Debbie Millman has an ongoing project at PRINT titled “What Matters.” This is an effort to understand the interior life of artists, designers, and creative thinkers. This facet of the project is a request of each invited respondent to answer ten identical questions and submit a nonprofessional photograph.
Dr. Pardis Shafafi is a British Iranian anthropologist and Global Responsible Business Lead at Designit. With over 15 years of cross-sectoral experience ranging from scrubbing into clinical care and managing humanitarian programmes in active war zones, Dr. Shafafi comes at creativity from a unique perspective. Concerned with the ripple effect of creative decisions in everyday life, Dr. Shafafi champions a framework called Do No Harm, which acknowledges the ability creatives have to shape the world around us and looks to impart responsibility on the field akin to the Hippocratic Oath.
What is the thing you like doing most in the world?
Waking up without an alarm clock prompt on a Saturday and rolling into a long, luxurious strong, coffee paired breakfast with my family.
What is the first memory you have of being creative?
I remember being very keen to learn to tie my own shoelaces and to hold a pen and write. Being the youngest in the household made me feel like I was always behind, and these two skills represented something important that I needed to unlock.
At some point I decided that my parents and older brother were simply too slow in teaching me and I have a distinct memory of sitting indoors with a shoe on while everyone milled around me and coming up with my own way of tying a little double looped knot and of holding my pen steady in my hand to write. Years later I noticed that my methodology for both processes was starkly different to others, but the outcome is largely the same (except maybe that I get a little sore from holding the pen between the third and fourth finger, but that was a small price to pay for starting early with the writing).
What is your biggest regret?
I feel that I could and should have been more present and maybe even reckless as a teenager. Sometimes I think I missed the experience of being, fifteen or eighteen, and unsure but still defiantly participating in the world beyond the educational institutions that held me and my time. It’s something I think about more as I get older.
How have you gotten over heartbreak?
With extensive retroactive analysis and eventually, acceptance. It helps to be in a very content life phase now because you can weave a convenient narrative of cumulative life events (including the less enjoyable bits) which led you to your current state.
What makes you cry?
The state of the world, the political dynamics which govern us versus the stories we are told about how things work.
How long does the pride and joy of accomplishing something last for you?
Until the next challenge comes up, sadly. Although as an anthropologist I’m highly critical of any sentence starting with ‘it’s human nature to…’, I do think that we are trained to focus more on critical and negative emotional states then the moments of validation and positive affirmation that come with accomplishing things. This can feel lopsided in life and often does get translated into a skewed narrative of more failures than successes.
Do you believe in an afterlife, and if so, what does that look like to you?
I believe in an afterlife in an abstract way, which is not to say I’m belittling it at all. I think our energies and imprints live beyond us and that this means a capacity to exist in the world through moments, feelings and the reflections of others–less as ghostly apparitions and more as post life manifestings from those who live on beyond us.
I’m lucky enough to come from an academic discipline that values and explores a breadth of ideas about life after death across history and geographies. It humbles me to acknowledge just how much we as human beings have invested in the creative premise of imagining ‘the beyond’ in our lowest moments. It connects me to legions of people before and after me who are driven by the same feelings- feelings of love and loss. If I’m honest, it’s this connection that continues to inspire me to keep an open mind and heart to otherworldly possibilities, and I try to use that feeling to drive my curiosity and engagement with the world even in the darkest chapters of climate emergency, conflict, and continued inequity.

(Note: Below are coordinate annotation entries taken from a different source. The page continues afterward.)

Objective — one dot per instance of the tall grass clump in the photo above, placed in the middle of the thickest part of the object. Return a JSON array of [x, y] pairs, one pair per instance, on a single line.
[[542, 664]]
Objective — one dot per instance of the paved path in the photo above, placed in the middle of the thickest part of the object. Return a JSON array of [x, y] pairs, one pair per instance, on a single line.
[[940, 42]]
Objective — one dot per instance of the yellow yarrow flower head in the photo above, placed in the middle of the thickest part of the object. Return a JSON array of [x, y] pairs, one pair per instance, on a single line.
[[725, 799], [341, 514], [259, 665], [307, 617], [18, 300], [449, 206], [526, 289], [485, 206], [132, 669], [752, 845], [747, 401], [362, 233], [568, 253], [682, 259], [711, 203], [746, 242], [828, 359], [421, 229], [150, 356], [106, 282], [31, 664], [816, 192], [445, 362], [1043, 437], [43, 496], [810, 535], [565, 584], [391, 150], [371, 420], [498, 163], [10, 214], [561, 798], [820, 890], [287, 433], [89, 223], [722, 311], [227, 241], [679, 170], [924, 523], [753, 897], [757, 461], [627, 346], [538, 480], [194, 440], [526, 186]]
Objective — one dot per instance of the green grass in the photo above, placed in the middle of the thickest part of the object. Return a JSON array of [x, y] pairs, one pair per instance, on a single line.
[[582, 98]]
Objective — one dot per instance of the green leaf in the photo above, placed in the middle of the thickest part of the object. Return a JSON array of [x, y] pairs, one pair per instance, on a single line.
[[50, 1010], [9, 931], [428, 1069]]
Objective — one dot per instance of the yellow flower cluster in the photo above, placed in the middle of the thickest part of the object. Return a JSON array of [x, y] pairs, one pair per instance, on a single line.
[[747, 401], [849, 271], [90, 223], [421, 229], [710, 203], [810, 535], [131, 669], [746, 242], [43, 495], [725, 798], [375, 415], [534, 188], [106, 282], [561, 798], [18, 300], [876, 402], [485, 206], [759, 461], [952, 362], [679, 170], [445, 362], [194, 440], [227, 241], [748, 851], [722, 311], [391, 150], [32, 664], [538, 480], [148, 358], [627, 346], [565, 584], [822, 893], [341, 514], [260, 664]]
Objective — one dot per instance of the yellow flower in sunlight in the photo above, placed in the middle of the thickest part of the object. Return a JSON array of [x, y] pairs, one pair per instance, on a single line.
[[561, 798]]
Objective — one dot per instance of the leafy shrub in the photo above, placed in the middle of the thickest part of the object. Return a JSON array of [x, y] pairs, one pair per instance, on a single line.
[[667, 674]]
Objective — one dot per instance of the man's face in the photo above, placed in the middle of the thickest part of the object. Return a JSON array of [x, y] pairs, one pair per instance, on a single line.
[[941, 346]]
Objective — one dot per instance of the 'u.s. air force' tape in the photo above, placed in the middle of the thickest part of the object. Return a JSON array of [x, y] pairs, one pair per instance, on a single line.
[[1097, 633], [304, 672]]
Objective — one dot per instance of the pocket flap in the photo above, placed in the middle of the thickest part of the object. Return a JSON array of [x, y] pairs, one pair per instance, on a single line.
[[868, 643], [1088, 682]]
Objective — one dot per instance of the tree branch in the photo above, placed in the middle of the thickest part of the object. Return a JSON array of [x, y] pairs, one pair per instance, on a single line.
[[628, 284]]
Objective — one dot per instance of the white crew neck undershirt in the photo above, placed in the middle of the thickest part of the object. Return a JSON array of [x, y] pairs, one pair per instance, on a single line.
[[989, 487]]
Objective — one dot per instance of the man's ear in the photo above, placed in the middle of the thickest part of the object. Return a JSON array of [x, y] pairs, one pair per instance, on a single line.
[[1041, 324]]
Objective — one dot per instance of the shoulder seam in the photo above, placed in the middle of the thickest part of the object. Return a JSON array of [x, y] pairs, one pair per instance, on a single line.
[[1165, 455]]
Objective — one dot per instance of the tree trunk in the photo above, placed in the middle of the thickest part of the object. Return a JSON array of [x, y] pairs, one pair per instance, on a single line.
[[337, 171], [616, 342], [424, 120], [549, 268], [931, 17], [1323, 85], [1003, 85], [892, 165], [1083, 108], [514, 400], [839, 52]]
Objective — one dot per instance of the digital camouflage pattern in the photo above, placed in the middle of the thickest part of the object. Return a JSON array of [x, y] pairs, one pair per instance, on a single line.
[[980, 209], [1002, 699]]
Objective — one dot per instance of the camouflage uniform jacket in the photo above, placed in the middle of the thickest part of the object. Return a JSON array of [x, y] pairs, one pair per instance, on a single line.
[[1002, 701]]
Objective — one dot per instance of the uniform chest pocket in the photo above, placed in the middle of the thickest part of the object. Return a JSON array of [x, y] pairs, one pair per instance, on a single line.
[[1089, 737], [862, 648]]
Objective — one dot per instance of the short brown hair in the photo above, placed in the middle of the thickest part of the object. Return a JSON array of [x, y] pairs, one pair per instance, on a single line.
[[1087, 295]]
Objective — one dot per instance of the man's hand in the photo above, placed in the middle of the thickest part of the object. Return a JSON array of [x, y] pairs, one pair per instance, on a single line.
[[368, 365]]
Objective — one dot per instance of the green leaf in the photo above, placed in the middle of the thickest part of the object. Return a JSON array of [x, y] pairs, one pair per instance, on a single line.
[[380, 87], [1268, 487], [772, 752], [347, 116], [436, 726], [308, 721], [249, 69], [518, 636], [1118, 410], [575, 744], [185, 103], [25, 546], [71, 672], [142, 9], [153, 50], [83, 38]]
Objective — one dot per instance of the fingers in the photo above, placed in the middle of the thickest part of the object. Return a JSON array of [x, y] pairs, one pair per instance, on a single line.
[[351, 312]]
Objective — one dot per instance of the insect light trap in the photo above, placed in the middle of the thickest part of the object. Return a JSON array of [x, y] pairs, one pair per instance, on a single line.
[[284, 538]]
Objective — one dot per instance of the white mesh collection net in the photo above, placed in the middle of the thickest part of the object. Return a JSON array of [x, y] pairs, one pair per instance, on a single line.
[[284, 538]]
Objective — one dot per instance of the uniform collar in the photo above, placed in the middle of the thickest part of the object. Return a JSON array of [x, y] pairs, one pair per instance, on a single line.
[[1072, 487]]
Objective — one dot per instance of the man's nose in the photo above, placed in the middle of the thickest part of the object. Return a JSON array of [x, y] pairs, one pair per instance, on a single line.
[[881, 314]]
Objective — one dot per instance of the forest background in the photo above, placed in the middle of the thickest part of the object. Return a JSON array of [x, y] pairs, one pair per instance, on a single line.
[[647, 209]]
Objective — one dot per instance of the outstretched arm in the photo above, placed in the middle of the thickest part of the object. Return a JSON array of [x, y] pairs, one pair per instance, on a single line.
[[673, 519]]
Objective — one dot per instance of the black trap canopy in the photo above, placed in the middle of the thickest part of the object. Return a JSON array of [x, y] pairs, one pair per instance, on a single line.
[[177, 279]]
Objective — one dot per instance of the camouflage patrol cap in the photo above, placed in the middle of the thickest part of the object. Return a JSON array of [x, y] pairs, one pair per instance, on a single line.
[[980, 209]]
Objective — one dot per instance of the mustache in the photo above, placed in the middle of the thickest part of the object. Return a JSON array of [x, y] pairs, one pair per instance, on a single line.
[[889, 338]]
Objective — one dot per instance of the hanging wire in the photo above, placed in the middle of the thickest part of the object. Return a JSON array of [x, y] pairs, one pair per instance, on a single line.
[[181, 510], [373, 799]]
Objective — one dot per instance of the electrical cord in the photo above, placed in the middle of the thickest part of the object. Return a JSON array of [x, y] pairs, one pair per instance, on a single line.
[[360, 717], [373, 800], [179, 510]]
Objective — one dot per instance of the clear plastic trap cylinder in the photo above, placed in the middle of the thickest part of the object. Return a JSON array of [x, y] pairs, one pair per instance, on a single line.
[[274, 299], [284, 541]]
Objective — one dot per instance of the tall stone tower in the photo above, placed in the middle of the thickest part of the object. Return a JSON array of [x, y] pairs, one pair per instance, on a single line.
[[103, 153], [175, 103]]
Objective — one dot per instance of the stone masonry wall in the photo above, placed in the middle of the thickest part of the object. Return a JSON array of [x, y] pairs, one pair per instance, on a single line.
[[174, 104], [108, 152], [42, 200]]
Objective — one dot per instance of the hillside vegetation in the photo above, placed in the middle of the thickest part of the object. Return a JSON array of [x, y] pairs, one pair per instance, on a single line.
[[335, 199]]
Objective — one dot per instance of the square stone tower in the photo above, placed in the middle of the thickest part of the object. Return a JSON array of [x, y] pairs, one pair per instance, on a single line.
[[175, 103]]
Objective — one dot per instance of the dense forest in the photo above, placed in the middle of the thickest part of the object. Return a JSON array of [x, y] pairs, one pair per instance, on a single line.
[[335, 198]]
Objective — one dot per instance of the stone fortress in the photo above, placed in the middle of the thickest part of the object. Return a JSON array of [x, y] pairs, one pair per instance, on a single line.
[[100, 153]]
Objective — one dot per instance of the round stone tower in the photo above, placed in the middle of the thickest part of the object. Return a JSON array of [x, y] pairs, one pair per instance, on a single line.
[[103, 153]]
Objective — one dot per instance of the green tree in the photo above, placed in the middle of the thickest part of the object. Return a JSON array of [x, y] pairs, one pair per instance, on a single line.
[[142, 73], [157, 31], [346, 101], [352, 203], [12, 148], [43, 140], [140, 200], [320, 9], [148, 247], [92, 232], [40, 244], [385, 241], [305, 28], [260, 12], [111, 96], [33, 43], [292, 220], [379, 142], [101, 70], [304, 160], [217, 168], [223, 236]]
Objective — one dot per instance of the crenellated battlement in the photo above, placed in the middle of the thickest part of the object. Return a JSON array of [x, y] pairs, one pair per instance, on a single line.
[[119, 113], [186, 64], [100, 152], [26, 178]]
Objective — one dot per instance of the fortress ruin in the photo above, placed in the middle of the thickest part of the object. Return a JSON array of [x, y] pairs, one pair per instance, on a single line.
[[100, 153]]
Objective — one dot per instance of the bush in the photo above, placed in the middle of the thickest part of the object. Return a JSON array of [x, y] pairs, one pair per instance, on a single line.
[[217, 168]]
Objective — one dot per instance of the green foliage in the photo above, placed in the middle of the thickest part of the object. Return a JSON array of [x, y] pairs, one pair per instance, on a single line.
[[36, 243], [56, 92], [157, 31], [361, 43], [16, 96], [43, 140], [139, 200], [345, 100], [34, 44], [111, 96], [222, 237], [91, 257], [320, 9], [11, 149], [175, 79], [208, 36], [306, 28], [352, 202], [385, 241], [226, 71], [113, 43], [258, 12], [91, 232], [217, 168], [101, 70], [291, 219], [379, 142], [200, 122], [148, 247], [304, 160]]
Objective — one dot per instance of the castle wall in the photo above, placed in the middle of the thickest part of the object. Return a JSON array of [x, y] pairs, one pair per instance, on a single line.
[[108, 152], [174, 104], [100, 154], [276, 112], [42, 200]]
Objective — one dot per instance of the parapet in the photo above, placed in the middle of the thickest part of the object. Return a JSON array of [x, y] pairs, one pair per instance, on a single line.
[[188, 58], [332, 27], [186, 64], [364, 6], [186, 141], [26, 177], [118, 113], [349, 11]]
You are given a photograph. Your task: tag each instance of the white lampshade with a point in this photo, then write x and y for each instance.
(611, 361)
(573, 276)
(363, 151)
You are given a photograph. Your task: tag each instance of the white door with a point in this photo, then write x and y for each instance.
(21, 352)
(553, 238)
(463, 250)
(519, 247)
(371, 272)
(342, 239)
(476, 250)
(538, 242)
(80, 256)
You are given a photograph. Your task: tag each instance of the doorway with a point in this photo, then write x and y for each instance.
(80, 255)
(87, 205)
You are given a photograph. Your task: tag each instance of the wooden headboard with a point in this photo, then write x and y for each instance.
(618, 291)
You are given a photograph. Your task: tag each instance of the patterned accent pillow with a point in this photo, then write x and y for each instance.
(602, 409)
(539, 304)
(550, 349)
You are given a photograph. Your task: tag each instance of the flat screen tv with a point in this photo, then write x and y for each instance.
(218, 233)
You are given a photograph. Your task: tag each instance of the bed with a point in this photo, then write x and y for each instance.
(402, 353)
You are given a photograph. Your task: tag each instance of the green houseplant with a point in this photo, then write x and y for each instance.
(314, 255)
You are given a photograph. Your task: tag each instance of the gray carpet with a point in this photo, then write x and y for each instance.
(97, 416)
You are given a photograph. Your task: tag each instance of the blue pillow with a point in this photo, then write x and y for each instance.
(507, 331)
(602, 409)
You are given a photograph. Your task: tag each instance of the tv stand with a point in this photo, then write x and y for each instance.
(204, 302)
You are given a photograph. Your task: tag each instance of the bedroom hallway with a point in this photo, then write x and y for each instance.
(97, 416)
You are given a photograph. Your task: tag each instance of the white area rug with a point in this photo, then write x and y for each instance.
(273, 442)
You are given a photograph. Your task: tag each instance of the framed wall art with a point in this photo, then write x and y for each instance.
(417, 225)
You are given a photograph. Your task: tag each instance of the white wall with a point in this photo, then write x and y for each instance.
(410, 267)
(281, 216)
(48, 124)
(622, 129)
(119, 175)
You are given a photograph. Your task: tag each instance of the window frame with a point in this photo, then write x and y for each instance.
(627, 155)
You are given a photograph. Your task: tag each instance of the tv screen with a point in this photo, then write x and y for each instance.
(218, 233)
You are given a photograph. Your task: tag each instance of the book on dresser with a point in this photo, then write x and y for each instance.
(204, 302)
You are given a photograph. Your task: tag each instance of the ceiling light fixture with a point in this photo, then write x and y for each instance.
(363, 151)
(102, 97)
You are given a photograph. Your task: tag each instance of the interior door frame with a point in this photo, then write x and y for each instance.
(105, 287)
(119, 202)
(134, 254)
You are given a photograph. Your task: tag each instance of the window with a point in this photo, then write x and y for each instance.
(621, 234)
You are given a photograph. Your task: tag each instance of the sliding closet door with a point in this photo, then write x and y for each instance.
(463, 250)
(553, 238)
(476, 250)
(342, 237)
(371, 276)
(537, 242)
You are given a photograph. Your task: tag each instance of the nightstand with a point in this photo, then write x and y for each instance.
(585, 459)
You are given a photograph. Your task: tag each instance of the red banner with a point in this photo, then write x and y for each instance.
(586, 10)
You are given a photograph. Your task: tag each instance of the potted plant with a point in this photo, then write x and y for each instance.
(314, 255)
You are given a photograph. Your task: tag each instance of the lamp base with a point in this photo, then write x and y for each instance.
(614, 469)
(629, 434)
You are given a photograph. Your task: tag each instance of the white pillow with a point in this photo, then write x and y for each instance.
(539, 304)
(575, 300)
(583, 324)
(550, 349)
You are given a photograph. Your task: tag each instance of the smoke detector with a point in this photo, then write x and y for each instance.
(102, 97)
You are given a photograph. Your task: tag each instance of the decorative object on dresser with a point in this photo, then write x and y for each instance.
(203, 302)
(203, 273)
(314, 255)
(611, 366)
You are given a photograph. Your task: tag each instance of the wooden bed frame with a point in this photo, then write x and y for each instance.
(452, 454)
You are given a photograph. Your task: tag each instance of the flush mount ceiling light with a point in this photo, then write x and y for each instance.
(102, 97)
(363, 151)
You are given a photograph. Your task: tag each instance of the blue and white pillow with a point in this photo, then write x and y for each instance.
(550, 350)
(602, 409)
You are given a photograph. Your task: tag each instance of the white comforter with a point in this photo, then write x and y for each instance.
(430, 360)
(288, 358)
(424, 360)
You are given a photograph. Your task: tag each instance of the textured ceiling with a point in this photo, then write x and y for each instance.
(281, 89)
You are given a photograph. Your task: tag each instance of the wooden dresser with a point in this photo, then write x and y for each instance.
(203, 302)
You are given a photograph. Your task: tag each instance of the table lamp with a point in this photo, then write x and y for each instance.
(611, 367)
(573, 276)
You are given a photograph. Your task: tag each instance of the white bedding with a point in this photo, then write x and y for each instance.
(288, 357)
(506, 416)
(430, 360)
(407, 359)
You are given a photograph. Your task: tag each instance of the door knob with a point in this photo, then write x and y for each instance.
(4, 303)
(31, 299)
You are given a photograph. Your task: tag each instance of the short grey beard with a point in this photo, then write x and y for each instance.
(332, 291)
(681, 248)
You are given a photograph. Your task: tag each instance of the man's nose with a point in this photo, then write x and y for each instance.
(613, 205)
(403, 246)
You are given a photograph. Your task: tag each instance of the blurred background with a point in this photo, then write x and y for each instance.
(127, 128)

What do you hate most about yourself?
Losing myself in connections and patterns which take me away from slow burning, deep dives and favor broader engagements across multiple realms.
What do you love most about yourself?
Again, losing myself in connections and patterns which take me away from slow burning, deep dives and favor broader engagements across multiple realms.
What is your absolute favorite meal?
Less a meal and more a style of eating, I like things stuffed with other things and I love canapes. So, in an ideal world, it would be me versus an endless selection of tiny stuffed things: dumplings, samosas, pupusas, empanadas, filled doughnuts, mini pies…you name it and put it on a canape tray, hand me a glass of something and I’m having a great time, every time.